For some reason, when I found this restored Viceregal Train from pre-independence times standing as a museum in Chandigarh, I remembered that lecture. My eyes were fixed to the train station’s signboard which read “Delhi. Amritsar. Lahore.” It had a soul soothing spirit which made me dance along. The names of three cities in the these three languages – English, Hindi and Urdu – had something particularly warm about them. The peace in the air, the smell of love of a community, its memories, histories, traditions and tales warmed up my day and I wondered… I thought long about identities – their importance, how it changes, the meanings it holds, significance (both symbolic and real) and how history has shaped my identity today.
Delhi. Amritsar. Lahore. These three names carry more than an ocean full of emotions. To some people they bring out a melodious nostalgia – an honest smile, a deep yearning of ‘the good old days’, a chest full of memories that warms up the heart – but to others, these names appear as a painful reminder of a dark and deafening past. Surely there are a lot of emotions and experiences that exist somewhere in between the two extremes too, but what I find particularly sweet are the imagined notions of my generation towards these three cities. For those of us from the Indian side who have our hearts open, I find these versions of Lahore beautiful. I know many like me who know so much yet so little about that city that lives for us not through a gory partition and several conflicts but our friends who don’t support the blue shirts in the intense India-Pakistan cricket matches. (Oh, trust me, the most fun matches are when you sit side by side and cheer and boo, chant and tease each other.) It is also the same for my green friends who in exchange have visualised Amritsar and Delhi through us.

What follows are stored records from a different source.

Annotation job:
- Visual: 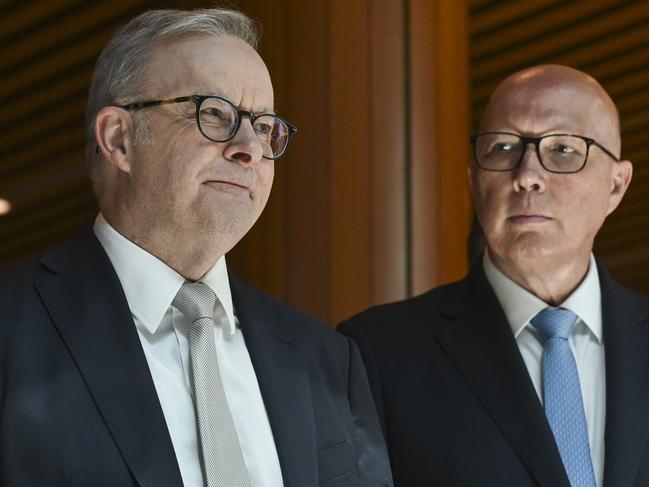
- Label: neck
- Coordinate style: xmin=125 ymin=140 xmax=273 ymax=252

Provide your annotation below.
xmin=487 ymin=250 xmax=590 ymax=306
xmin=104 ymin=214 xmax=229 ymax=281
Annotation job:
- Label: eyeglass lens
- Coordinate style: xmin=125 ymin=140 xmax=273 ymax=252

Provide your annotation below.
xmin=475 ymin=133 xmax=588 ymax=172
xmin=198 ymin=98 xmax=289 ymax=158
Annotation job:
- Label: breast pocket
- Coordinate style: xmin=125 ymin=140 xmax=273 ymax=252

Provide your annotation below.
xmin=318 ymin=438 xmax=358 ymax=487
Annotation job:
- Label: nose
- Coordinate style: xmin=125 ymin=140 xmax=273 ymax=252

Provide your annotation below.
xmin=512 ymin=144 xmax=546 ymax=193
xmin=223 ymin=118 xmax=263 ymax=164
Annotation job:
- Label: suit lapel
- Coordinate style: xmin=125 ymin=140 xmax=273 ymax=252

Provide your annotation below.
xmin=230 ymin=276 xmax=317 ymax=487
xmin=434 ymin=265 xmax=569 ymax=487
xmin=598 ymin=266 xmax=649 ymax=487
xmin=36 ymin=229 xmax=182 ymax=487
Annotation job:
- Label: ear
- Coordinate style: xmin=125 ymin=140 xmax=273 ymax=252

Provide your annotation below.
xmin=607 ymin=161 xmax=633 ymax=215
xmin=95 ymin=106 xmax=133 ymax=172
xmin=466 ymin=162 xmax=475 ymax=193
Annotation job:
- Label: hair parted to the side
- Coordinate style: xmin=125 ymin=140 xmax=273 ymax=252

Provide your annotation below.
xmin=86 ymin=8 xmax=259 ymax=185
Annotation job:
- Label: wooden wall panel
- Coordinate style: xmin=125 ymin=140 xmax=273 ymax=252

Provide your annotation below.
xmin=408 ymin=0 xmax=471 ymax=294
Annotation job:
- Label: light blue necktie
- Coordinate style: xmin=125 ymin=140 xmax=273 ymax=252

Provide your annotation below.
xmin=530 ymin=308 xmax=597 ymax=487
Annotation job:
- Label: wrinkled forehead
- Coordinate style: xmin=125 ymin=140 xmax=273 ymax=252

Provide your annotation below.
xmin=146 ymin=36 xmax=273 ymax=111
xmin=480 ymin=78 xmax=620 ymax=150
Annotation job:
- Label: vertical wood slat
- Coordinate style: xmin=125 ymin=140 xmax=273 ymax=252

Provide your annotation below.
xmin=329 ymin=0 xmax=371 ymax=321
xmin=409 ymin=0 xmax=471 ymax=294
xmin=368 ymin=0 xmax=408 ymax=304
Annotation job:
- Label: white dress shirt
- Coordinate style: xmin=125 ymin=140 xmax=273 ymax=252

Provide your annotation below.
xmin=94 ymin=213 xmax=283 ymax=487
xmin=483 ymin=252 xmax=606 ymax=487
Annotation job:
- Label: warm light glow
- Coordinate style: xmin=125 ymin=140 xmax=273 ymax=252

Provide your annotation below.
xmin=0 ymin=198 xmax=11 ymax=215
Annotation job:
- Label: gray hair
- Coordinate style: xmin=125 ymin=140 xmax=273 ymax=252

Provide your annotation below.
xmin=86 ymin=8 xmax=259 ymax=184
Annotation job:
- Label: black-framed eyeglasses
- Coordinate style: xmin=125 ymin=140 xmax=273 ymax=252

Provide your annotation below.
xmin=120 ymin=95 xmax=297 ymax=160
xmin=471 ymin=132 xmax=619 ymax=174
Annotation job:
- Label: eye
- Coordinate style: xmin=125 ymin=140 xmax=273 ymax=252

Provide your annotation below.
xmin=201 ymin=107 xmax=230 ymax=120
xmin=492 ymin=142 xmax=514 ymax=152
xmin=255 ymin=123 xmax=273 ymax=136
xmin=552 ymin=144 xmax=576 ymax=155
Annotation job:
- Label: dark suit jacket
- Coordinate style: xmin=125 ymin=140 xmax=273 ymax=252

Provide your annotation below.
xmin=339 ymin=264 xmax=649 ymax=487
xmin=0 ymin=229 xmax=391 ymax=487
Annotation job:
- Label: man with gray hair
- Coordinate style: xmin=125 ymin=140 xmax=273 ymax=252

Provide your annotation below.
xmin=0 ymin=9 xmax=392 ymax=487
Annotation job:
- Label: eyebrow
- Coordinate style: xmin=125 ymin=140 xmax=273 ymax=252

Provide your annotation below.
xmin=201 ymin=91 xmax=277 ymax=115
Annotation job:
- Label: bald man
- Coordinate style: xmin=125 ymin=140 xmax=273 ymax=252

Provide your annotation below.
xmin=339 ymin=66 xmax=649 ymax=487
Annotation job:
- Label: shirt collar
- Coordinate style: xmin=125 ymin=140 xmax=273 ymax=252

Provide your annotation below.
xmin=482 ymin=252 xmax=602 ymax=343
xmin=93 ymin=213 xmax=235 ymax=335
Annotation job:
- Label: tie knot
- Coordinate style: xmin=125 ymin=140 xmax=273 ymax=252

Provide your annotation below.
xmin=530 ymin=308 xmax=577 ymax=339
xmin=171 ymin=281 xmax=216 ymax=323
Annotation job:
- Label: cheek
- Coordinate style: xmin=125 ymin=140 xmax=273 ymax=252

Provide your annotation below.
xmin=473 ymin=180 xmax=507 ymax=231
xmin=257 ymin=165 xmax=275 ymax=204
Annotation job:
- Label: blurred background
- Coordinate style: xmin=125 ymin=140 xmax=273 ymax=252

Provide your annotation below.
xmin=0 ymin=0 xmax=649 ymax=324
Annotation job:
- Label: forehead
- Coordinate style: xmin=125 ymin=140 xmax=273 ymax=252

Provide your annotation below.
xmin=147 ymin=36 xmax=273 ymax=111
xmin=481 ymin=82 xmax=617 ymax=140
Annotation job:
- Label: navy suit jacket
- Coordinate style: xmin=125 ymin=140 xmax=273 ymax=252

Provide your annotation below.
xmin=0 ymin=229 xmax=391 ymax=487
xmin=339 ymin=264 xmax=649 ymax=487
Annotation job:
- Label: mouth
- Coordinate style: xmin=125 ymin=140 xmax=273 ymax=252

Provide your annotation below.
xmin=507 ymin=213 xmax=552 ymax=225
xmin=205 ymin=179 xmax=250 ymax=191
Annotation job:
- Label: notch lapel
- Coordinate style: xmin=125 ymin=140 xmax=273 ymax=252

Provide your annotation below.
xmin=598 ymin=265 xmax=649 ymax=487
xmin=434 ymin=264 xmax=570 ymax=487
xmin=230 ymin=276 xmax=318 ymax=487
xmin=35 ymin=228 xmax=182 ymax=487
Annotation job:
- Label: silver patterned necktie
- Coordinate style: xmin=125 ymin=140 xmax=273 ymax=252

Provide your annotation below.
xmin=530 ymin=308 xmax=597 ymax=487
xmin=171 ymin=281 xmax=251 ymax=487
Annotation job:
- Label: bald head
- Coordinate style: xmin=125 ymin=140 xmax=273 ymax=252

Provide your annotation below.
xmin=469 ymin=65 xmax=632 ymax=305
xmin=480 ymin=64 xmax=620 ymax=155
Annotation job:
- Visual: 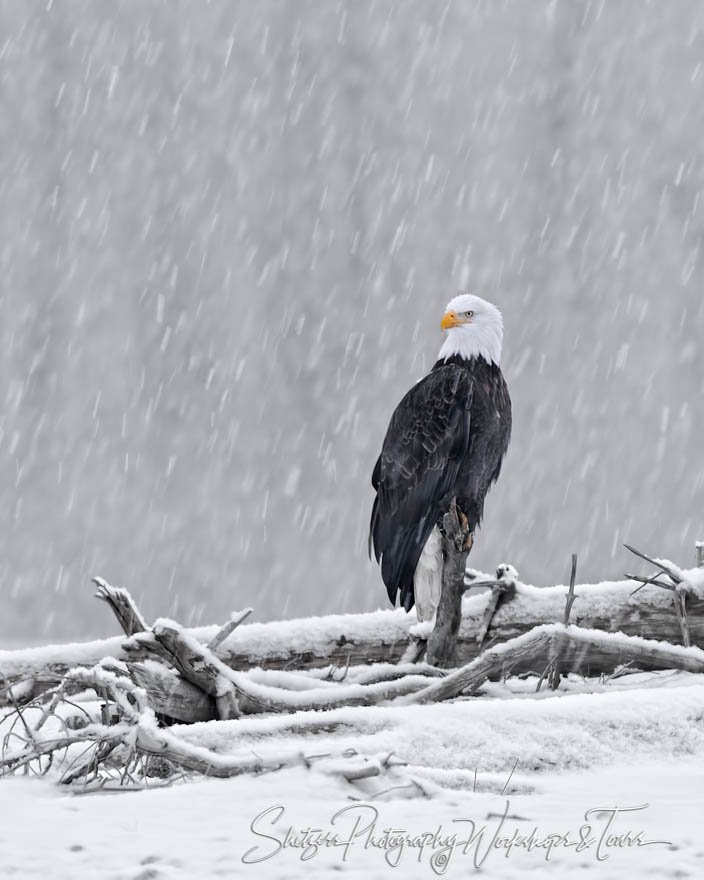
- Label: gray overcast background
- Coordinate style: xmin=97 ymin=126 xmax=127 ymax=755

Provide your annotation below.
xmin=0 ymin=0 xmax=704 ymax=640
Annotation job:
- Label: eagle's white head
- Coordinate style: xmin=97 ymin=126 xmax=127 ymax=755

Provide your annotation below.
xmin=438 ymin=293 xmax=504 ymax=366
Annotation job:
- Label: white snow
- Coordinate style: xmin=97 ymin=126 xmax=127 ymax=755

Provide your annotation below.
xmin=0 ymin=673 xmax=704 ymax=880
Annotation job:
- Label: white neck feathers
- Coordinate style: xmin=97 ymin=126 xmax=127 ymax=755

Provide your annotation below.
xmin=438 ymin=319 xmax=504 ymax=367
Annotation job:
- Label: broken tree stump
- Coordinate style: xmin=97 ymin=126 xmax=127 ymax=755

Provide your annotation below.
xmin=426 ymin=498 xmax=471 ymax=668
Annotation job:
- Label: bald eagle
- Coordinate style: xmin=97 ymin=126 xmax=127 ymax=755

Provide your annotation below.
xmin=369 ymin=294 xmax=511 ymax=620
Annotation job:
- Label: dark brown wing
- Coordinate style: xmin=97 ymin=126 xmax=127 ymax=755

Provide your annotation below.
xmin=369 ymin=364 xmax=473 ymax=610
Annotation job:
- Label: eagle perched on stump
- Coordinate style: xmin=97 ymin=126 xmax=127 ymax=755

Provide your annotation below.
xmin=369 ymin=293 xmax=511 ymax=620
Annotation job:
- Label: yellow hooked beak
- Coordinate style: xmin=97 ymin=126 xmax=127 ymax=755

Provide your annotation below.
xmin=440 ymin=312 xmax=464 ymax=330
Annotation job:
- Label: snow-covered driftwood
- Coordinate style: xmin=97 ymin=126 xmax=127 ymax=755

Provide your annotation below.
xmin=0 ymin=552 xmax=704 ymax=701
xmin=0 ymin=525 xmax=704 ymax=784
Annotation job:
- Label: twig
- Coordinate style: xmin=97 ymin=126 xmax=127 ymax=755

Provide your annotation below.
xmin=472 ymin=564 xmax=518 ymax=650
xmin=563 ymin=553 xmax=577 ymax=626
xmin=674 ymin=590 xmax=691 ymax=648
xmin=208 ymin=608 xmax=252 ymax=651
xmin=91 ymin=577 xmax=149 ymax=636
xmin=624 ymin=568 xmax=675 ymax=596
xmin=552 ymin=553 xmax=577 ymax=691
xmin=623 ymin=544 xmax=681 ymax=584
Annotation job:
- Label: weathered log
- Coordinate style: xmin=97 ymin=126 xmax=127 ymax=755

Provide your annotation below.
xmin=426 ymin=498 xmax=471 ymax=668
xmin=0 ymin=580 xmax=704 ymax=702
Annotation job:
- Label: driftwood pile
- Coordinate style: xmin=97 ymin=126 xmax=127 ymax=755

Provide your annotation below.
xmin=0 ymin=524 xmax=704 ymax=787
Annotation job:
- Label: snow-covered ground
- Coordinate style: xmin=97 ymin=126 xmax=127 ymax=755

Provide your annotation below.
xmin=0 ymin=672 xmax=704 ymax=880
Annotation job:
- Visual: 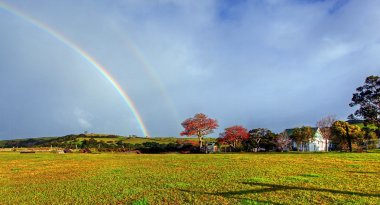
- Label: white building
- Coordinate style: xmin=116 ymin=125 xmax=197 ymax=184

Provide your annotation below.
xmin=286 ymin=128 xmax=331 ymax=152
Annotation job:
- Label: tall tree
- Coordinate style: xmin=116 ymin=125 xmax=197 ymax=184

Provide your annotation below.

It is because these are very powerful names, I feel that each time someone thinks of them, the emotions in their heart and the images in their mind would be different. Last week, these city names would have made me smile. They would have represented unity and resilience, served as a symbol of a culture, a people that have shared the same roots for histories. Today, when I saw this photo, for some strange reason I thought of estranged friends who always and most definitely were meant to go down in history as the definition of a great friendship. Thinking of these cities as people who shared the thickest of bonds, oldest of ties, deepest of memories who today are no more than contacts on each others’ phones and social media profiles isn’t quite incorrect but just very sad.